Etiology and Pathophysiology

Granular cell tumors are typically solitary and smaller than 3 cm. Up to 10% of granular cell tumors are multifocal (ie, two to four lesions). [4] Granular cell tumors are usually located in the dermis or subcutis and less frequently in the submucosa, smooth muscle, or striated muscle. They are also found in the internal organs, particularly in the upper aerodigestive tract. Benign and malignant counterparts are known; the latter are rare, comprising fewer than 2% of all granular cell tumors. [10]

Pareja et al identified loss-of-function mutations in ATP6AP1 or ATP6AP2 in 72% of granular cell tumors. Silencing of these genes in vitro results in impaired vesicle acidification, redistribution of endosomal compartments, and accumulation of intracytoplasmic granules, which are cardinal phenotypic characteristics of granular cell tumors. [11] Following whole-exome sequencing, RNA sequencing, and targeted sequencing of 51 granular cell tumor samples, Sekimizu et al reported identified loss-of-function mutations in 7 additional genes encoding vacuolar H+ -ATPase (V-ATPase) components. [12] Dehner et al reported that multifocal granular cell tumors in an individual patient are molecularly distinct; in some of these cases, different tumors may carry mutually exclusive mutations. [4]

Immunohistochemical study of 22 granular cell tumors by Kneitz et al reported moderate to strong staining for connexin 43 (Cx43) in all cases. Cx43 is the most broadly expressed gap junction protein, and elevated Cx43 levels have been demonstrated in a variety of skin and other tumors. These authors concluded that Cx43 may play an important role in the development of granular cell tumors. [1]

Epidemiology

Frequency

Granular cell tumors are uncommon. Exact figures are unavailable. Much of the literature on this neoplasm consists of reports of single cases.

Race-, sex-, and age-related demographics

Granular cell tumors appear to be more common in Black persons. Multiplicity of lesions is definitely more common in Black persons.

A slight female predominance exists. The female-to-male ratio is estimated at approximately 3:2. [10]

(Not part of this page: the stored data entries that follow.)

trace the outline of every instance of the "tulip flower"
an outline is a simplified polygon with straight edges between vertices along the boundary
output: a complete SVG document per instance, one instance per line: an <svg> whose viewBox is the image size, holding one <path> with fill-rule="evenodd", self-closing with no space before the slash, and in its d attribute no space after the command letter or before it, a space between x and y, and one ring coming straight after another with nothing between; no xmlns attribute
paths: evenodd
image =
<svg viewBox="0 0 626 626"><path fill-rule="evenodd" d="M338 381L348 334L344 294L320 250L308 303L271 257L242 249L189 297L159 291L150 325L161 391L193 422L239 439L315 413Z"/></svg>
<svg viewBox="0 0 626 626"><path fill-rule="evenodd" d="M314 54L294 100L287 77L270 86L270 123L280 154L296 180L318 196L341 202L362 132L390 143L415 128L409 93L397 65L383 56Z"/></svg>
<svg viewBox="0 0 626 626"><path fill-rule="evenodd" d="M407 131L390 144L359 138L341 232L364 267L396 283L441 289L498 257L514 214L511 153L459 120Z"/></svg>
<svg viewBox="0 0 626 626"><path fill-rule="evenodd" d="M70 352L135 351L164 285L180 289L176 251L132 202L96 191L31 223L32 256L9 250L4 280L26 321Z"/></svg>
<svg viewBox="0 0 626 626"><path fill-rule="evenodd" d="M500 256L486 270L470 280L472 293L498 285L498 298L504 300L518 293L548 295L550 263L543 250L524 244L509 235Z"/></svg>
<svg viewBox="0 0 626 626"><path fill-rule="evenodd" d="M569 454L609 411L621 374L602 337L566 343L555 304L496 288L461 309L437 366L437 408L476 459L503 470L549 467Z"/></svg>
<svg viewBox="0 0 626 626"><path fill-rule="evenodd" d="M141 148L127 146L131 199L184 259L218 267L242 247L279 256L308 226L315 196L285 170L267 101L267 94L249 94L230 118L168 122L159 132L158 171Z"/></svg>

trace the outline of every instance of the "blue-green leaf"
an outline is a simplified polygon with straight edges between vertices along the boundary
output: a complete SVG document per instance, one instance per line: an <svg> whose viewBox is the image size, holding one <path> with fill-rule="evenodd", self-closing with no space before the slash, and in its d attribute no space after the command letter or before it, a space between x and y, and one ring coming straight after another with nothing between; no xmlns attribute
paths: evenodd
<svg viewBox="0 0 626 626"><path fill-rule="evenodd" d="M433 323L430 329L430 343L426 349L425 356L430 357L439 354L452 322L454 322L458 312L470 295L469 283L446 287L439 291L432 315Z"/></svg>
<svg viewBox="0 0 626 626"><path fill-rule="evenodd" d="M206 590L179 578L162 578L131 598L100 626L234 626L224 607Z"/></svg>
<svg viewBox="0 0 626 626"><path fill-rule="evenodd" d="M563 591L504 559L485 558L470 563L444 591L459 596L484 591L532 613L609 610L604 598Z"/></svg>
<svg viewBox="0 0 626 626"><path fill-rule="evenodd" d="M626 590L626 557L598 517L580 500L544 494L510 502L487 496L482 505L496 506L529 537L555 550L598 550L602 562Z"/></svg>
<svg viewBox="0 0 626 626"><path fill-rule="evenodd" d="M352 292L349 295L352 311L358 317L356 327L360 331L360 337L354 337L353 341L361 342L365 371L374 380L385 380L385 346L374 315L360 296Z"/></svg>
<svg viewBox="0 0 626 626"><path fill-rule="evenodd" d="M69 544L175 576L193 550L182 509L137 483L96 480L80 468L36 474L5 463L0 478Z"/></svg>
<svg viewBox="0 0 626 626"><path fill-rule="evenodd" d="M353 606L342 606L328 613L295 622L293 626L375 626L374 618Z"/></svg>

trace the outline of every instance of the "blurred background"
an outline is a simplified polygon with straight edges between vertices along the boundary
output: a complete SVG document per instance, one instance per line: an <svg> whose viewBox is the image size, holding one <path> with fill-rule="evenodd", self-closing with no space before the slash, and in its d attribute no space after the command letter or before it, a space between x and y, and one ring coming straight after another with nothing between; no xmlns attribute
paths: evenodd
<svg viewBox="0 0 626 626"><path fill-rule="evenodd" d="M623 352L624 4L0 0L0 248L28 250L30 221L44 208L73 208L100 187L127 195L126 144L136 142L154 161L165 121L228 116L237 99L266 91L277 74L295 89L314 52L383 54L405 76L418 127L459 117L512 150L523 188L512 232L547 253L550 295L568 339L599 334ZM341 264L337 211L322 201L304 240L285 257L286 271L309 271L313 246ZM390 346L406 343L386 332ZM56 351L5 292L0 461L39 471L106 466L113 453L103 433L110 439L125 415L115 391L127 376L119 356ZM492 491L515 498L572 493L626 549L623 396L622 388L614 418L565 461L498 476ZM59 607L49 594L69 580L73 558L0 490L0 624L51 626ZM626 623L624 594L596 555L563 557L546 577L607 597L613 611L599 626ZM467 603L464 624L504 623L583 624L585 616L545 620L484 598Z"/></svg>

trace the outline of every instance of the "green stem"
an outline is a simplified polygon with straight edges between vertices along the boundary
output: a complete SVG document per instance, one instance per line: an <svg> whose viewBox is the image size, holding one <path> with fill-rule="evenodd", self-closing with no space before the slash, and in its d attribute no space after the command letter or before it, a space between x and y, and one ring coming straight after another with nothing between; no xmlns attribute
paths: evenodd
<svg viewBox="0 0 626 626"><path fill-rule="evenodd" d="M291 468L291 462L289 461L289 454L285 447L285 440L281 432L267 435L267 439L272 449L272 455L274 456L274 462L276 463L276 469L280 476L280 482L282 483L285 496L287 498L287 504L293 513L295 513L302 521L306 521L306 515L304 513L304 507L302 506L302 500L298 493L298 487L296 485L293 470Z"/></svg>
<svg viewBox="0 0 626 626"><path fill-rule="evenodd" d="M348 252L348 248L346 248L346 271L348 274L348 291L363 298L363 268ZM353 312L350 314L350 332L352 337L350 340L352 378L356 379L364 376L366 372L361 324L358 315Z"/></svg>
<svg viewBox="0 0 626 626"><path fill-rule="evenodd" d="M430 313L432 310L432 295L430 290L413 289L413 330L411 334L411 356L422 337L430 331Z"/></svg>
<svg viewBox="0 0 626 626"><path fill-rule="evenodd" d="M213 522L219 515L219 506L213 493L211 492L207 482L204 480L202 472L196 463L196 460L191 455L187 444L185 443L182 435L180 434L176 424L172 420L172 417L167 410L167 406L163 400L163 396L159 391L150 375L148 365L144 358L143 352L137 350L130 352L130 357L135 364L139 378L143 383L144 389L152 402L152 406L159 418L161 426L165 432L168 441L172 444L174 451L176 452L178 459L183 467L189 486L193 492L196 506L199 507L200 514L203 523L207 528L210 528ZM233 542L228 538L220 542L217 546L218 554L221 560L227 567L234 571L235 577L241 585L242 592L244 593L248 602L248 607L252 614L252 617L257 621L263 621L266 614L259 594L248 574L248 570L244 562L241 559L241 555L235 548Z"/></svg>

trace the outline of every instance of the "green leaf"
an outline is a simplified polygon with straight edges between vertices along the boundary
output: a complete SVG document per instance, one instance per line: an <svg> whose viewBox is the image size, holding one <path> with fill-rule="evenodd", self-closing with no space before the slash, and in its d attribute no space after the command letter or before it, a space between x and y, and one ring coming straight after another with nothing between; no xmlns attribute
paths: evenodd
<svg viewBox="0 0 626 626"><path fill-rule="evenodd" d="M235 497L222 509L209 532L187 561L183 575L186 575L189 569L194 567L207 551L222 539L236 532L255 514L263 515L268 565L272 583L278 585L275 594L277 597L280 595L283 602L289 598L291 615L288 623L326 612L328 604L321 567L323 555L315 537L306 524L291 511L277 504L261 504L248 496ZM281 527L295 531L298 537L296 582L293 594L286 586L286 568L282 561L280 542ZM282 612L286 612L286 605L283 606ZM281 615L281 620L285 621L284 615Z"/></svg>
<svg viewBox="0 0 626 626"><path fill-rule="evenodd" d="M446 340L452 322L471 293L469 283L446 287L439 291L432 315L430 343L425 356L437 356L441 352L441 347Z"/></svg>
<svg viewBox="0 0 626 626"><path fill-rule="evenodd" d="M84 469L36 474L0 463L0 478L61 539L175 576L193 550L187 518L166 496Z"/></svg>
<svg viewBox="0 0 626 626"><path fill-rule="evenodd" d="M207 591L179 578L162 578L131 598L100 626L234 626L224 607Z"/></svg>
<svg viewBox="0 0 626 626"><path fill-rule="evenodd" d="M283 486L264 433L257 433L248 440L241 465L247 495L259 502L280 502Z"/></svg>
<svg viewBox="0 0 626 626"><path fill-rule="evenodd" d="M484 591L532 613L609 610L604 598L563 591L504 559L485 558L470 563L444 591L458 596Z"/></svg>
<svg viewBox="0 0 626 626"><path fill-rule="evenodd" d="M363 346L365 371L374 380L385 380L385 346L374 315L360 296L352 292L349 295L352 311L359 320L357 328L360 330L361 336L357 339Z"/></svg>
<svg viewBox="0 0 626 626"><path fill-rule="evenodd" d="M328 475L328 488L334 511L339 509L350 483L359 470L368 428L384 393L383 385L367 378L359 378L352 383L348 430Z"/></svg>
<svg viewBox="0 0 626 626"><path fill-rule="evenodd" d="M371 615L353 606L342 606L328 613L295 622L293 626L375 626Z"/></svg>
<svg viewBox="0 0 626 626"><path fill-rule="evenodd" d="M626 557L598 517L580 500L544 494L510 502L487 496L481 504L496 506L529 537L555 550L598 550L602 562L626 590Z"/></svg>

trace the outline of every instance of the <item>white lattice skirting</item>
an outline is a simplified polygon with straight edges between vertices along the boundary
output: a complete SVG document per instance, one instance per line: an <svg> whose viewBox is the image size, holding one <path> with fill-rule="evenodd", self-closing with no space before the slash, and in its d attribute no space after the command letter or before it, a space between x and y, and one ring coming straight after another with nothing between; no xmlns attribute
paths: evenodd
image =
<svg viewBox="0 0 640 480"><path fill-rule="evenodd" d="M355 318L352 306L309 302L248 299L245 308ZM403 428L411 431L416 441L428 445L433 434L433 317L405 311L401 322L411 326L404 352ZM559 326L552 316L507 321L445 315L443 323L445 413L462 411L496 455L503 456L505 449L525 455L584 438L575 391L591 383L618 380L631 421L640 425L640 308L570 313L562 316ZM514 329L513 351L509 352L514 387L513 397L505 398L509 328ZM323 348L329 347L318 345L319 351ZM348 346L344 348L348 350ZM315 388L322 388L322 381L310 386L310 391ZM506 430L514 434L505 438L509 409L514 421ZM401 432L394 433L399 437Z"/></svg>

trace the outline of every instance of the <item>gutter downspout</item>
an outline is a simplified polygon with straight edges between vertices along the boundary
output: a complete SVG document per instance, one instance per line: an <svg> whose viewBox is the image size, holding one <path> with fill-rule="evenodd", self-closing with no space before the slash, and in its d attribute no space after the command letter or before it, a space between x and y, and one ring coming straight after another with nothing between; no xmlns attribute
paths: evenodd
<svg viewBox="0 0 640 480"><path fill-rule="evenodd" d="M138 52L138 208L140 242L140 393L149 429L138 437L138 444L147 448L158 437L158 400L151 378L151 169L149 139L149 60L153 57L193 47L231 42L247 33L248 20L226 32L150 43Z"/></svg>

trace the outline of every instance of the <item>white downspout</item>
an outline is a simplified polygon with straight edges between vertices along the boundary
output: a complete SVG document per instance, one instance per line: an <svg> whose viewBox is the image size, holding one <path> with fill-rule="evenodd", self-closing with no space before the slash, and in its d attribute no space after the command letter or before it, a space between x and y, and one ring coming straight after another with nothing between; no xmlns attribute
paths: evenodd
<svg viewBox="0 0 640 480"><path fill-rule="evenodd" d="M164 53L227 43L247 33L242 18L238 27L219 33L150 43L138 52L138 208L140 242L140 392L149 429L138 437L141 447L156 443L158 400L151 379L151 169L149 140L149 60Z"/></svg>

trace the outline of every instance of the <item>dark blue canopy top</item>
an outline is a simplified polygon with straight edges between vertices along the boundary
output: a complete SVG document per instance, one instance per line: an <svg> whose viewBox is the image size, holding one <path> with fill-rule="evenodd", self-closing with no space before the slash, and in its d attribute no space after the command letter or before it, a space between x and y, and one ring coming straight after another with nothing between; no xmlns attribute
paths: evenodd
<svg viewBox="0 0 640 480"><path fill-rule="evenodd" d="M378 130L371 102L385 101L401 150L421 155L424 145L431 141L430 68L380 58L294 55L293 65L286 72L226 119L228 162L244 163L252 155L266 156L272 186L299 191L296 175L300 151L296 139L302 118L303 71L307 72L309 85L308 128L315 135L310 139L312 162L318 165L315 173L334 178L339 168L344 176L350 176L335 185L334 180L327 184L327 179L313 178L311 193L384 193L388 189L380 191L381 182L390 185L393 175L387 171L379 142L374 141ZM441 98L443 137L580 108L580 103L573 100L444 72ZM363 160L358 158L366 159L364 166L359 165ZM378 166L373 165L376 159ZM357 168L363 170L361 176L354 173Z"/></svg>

Granular cell tumors affect persons of varying ages, and the range is wide. Most patients are middle-aged, with a peak incidence in the fourth through sixth decades of life. [3]

Prognosis

The prognosis for patients with granular cell tumors is as follows [10] :

  • With benign lesions, recurrence rates are 2-8%, even when the resection margins are deemed free of tumor infiltration; recurrence rates are around 20% when the margins are positive for tumor.

  • Malignant lesions are aggressive and difficult to eradicate with surgery. Local recurrences are as high as 32%, and metastases have been reported in half of the patients. Metastases are usually detected within 2 years.

  • Of patients with malignant granular cell tumors, 39% die of the disease within 3 years after detection of the primary tumor.

  • Adverse histopathologic prognostic factors include presence of necrosis, increased mitotic activity, spindling of tumor cells, vesicular nuclei with large nucleoli, and Ki-67 immunoreactivity of 10% or more tumor cells.

The main complication of benign lesions is recurrence. With malignant granular cell tumors, the main complications are recurrence, metastases, or both.